US declassifies phone-snooping order
The Obama administration has released documents on its phone-snooping, as a Senate panel questions intelligence officials about the programme.The declassification was made in the "interest of increased transparency", intelligence officials said.
But the three documents include significant redactions.
Meanwhile the father of Edward Snowden, who leaked information about the surveillance, says the FBI has asked him to go to Moscow to see his son.
But Lon Snowden told Russian state TV he wants more details, including the FBI's intentions. His son is a US fugitive sought by the government for revealing details of the electronic snooping by phone and internet.
Meanwhile, slides published by the UK's Guardian newspaper detailed a secret US surveillance system known as XKeyscore, which reportedly enables US intelligence to monitor "nearly everything a typical user does on the internet".
The programme includes real-time data and suggests analysts could narrow searches through use of so-called metadata also stored by the NSA, the newspaper reports.
Blacked out The official US documents released on Wednesday include a court order describing how the data from the programmes would be stored and accessed.
Two reports to US lawmakers on the telephone and email records were also declassified.
But lines in the files, including details on "selection terms" used to search the massive data stores, were blacked out.
For the first time, however, the government acknowledged publicly that using what it calls "hop analysis" it can analyze the phone calls of millions of Americans in the hunt for just one suspect.
NSA analysts could use the records of everyone a suspect calls, and the contacts of those records, as well as everyone who contacts the contacts of contacts of the initial suspect.
If the average person calls 40 unique people, such three-hop analysis could allow the government to mine the records of 2.5 million Americans when investigating one suspected terrorist.
"What's being described as a very narrow program is really a very broad program," Democratic Senator Richard Durbin said.

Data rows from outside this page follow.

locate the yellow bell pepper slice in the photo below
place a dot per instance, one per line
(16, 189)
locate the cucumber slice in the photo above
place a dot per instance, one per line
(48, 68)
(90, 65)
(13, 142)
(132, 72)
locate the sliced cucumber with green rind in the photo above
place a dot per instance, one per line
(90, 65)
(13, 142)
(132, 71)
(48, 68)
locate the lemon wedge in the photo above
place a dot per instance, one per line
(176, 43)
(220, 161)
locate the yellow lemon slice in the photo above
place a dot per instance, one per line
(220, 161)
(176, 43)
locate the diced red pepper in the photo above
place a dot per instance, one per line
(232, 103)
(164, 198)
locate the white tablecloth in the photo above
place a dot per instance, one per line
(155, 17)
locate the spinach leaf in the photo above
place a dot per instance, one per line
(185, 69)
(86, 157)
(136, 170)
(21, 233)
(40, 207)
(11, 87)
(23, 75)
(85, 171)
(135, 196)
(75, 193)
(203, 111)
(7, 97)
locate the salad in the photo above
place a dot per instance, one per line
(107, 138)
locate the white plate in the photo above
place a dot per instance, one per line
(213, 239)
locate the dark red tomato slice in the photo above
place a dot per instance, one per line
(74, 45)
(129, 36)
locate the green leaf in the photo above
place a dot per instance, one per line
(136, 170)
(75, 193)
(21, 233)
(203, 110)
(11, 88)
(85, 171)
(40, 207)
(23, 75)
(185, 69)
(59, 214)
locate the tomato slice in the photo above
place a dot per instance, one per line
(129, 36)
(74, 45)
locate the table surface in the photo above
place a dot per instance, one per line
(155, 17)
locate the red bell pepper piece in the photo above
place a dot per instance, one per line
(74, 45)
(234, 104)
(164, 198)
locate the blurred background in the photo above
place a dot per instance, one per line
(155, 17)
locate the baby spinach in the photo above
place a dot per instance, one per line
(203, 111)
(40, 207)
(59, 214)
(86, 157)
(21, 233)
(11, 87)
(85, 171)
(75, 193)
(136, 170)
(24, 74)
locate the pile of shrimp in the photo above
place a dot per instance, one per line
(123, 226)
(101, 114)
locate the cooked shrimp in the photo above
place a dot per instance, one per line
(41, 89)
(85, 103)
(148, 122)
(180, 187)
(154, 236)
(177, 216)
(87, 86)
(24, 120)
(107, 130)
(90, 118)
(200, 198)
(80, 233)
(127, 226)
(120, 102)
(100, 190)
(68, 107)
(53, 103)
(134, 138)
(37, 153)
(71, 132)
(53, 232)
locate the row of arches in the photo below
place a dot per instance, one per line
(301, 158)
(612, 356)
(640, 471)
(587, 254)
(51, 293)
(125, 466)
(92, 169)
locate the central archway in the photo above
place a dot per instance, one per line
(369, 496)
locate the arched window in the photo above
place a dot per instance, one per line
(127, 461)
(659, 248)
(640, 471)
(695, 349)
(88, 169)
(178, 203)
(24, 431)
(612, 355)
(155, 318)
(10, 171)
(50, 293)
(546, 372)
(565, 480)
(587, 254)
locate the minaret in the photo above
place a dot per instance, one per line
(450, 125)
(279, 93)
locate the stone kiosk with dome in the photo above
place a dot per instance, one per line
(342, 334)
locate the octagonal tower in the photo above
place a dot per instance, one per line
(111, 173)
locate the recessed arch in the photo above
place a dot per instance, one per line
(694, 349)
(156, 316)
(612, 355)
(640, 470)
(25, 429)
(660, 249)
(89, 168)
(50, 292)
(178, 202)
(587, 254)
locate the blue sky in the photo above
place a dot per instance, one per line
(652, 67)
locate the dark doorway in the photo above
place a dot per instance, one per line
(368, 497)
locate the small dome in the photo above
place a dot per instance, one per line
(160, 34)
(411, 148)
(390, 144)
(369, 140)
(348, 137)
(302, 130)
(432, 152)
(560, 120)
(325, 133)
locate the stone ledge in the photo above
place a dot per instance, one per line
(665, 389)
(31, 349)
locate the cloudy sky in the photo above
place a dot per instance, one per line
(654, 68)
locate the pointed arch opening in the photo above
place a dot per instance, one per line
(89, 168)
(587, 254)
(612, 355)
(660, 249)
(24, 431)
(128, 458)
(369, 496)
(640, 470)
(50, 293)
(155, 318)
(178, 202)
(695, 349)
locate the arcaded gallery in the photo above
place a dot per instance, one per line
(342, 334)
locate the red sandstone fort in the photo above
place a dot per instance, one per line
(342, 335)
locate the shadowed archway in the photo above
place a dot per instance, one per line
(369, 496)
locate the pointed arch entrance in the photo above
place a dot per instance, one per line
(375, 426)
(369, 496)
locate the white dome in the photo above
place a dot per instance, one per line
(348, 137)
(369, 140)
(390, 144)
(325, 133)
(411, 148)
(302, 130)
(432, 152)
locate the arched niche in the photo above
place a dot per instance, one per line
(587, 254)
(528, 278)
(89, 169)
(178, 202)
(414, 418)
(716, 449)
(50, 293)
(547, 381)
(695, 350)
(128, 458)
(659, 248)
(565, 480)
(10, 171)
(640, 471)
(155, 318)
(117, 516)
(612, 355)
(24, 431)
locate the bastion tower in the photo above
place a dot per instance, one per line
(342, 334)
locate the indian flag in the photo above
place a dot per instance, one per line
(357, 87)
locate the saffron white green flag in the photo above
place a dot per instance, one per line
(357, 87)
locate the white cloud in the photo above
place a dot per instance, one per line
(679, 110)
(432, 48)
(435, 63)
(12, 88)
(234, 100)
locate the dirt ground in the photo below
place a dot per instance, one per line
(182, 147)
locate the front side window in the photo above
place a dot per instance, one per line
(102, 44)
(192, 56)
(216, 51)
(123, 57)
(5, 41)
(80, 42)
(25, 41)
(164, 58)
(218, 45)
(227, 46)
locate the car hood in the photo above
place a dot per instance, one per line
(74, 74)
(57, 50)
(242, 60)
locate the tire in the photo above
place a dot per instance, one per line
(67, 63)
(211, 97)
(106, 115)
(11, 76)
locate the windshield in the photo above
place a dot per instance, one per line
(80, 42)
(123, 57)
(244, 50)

Deputy Attorney General James Cole told a Senate judiciary committee hearing on Wednesday that the court order spells out how the government can use call data obtained from telecom giants such as Verizon.
It is the first congressional session on the issue since the House narrowly rejected a proposal to effectively shut down the NSA's secretive collection of hundreds of millions of Americans' phone records.
During the early parts of the hearing, NSA deputy director John Inglis said "no" when asked if anyone had been fired over the leak.
"No-one has offered to resign," Mr Inglis said. "Everyone is working hard to understand what happened."
Democratic Senator Patrick Leahy, the chairman of the committee, also questioned the deputy director on the number of attacks the agency said had been disrupted by the programmes.
General Keith Alexander, the head of the NSA, has said phone and internet surveillance disrupted 54 schemes by militants.
Sen Leahy said a list of the relevant plots provided to Congress does not reflect dozens or, as he said, "let alone 54 as some have suggested".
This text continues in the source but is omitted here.